In a statement, the IMF said it is aware that Zimbabwe faces deep macroeconomic imbalances, adding that President Emmerson Mnangagwa’s government “is committed in addressing the macroeconomic imbalances, removing structural distortions to facilitate a resumption in growth, and to re-engaging with the international community including by clearing its external arrears.
“The authorities have elaborated a comprehensive structural reform program—the Transitional Stabilization Program—to address structural rigidities in the economy while also taking key steps to address the macroeconomic imbalances by halting the issuance of quasi-currency instruments to finance the deficit (since September 2018) and introducing a new domestic currency in February 2019.”
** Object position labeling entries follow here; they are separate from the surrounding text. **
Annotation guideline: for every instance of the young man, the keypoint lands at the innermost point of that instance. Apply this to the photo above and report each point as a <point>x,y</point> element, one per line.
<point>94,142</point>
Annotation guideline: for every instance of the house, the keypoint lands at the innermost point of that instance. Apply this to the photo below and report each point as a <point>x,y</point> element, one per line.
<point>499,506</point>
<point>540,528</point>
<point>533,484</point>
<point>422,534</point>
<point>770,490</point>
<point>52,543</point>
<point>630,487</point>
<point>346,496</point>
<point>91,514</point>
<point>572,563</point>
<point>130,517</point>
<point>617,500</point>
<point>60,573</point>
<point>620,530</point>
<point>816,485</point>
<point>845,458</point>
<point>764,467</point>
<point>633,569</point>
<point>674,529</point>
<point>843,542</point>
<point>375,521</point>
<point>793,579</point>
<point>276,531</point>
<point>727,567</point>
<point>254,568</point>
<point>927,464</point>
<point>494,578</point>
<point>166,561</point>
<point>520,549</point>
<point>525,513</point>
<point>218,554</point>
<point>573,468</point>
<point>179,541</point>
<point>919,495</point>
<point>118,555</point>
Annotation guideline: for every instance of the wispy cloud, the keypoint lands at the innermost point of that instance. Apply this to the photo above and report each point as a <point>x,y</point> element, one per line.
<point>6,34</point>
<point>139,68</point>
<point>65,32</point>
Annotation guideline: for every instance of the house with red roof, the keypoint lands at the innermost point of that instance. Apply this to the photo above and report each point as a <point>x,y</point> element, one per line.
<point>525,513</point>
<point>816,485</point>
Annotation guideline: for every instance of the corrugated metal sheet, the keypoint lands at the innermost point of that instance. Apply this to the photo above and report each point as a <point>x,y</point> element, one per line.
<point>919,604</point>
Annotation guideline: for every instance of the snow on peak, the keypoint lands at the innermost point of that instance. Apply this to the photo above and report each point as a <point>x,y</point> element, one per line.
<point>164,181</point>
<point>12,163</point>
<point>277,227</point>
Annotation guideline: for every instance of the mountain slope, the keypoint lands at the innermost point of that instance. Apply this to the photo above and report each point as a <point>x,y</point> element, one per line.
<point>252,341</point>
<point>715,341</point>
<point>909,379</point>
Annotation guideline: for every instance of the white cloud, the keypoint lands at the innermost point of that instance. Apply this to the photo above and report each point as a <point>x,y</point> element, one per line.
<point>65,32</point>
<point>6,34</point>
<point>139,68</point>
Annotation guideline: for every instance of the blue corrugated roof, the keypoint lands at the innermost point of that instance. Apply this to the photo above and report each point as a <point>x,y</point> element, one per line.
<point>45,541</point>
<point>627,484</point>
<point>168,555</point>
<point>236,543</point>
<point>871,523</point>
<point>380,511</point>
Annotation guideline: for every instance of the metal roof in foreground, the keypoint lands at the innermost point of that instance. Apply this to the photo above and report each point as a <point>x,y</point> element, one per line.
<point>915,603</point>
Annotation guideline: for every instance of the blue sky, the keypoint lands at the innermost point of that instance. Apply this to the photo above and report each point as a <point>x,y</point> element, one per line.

The IMF said the SMP is designed to support the authorities’ reform agenda. “The SMP will be monitored on a quarterly basis, and is intended to assist the authorities in building a track record of implementation of a coherent set of economic and social policies that can facilitate a return to macroeconomic stability and assist in reengagement with the international community.”
Economic policies under the SMP emphasize the restoration of macroeconomic and financial sector stability through: implementing a large fiscal adjustment, the elimination of central bank financing of the fiscal deficit, and adoption of reforms to allow the effective functioning of market-based foreign exchange and debt markets.
Structural reforms include steps to reform and privatize state owned enterprises, enhance governance including in procurement and revenue administration, and to improve the business environment. The SMP also includes important safeguards to protect the country’s most vulnerable people.
The IMF said, “Risks to the SMP are high, including due to the materialization of two external shocks - the El Niño related drought impacting both agricultural production and electricity supply as well as the extensive damage caused by Cyclone Idai in March. The impact of these two shocks complicate an already difficult near-term economic outlook as the economy adjusts to the new policy regime. To mitigate the potential risks from capacity constraints, the IMF will support the authorities’ efforts in all policy areas covered by the SMP through tailored technical assistance.”
According to the IMF, after moving to full dollarization in late 2008 to break a period of hyperinflation, Zimbabwe’s fiscal deficits increased substantially during 2016–18, financed by the issuance of quasi-currency instruments nominally at par to the US dollar and the continued accumulation of external arrears.
The IMF said the fragile equilibrium was maintained through exchange controls and other restrictions on access to foreign exchange, providing a deep distortion for economic activity.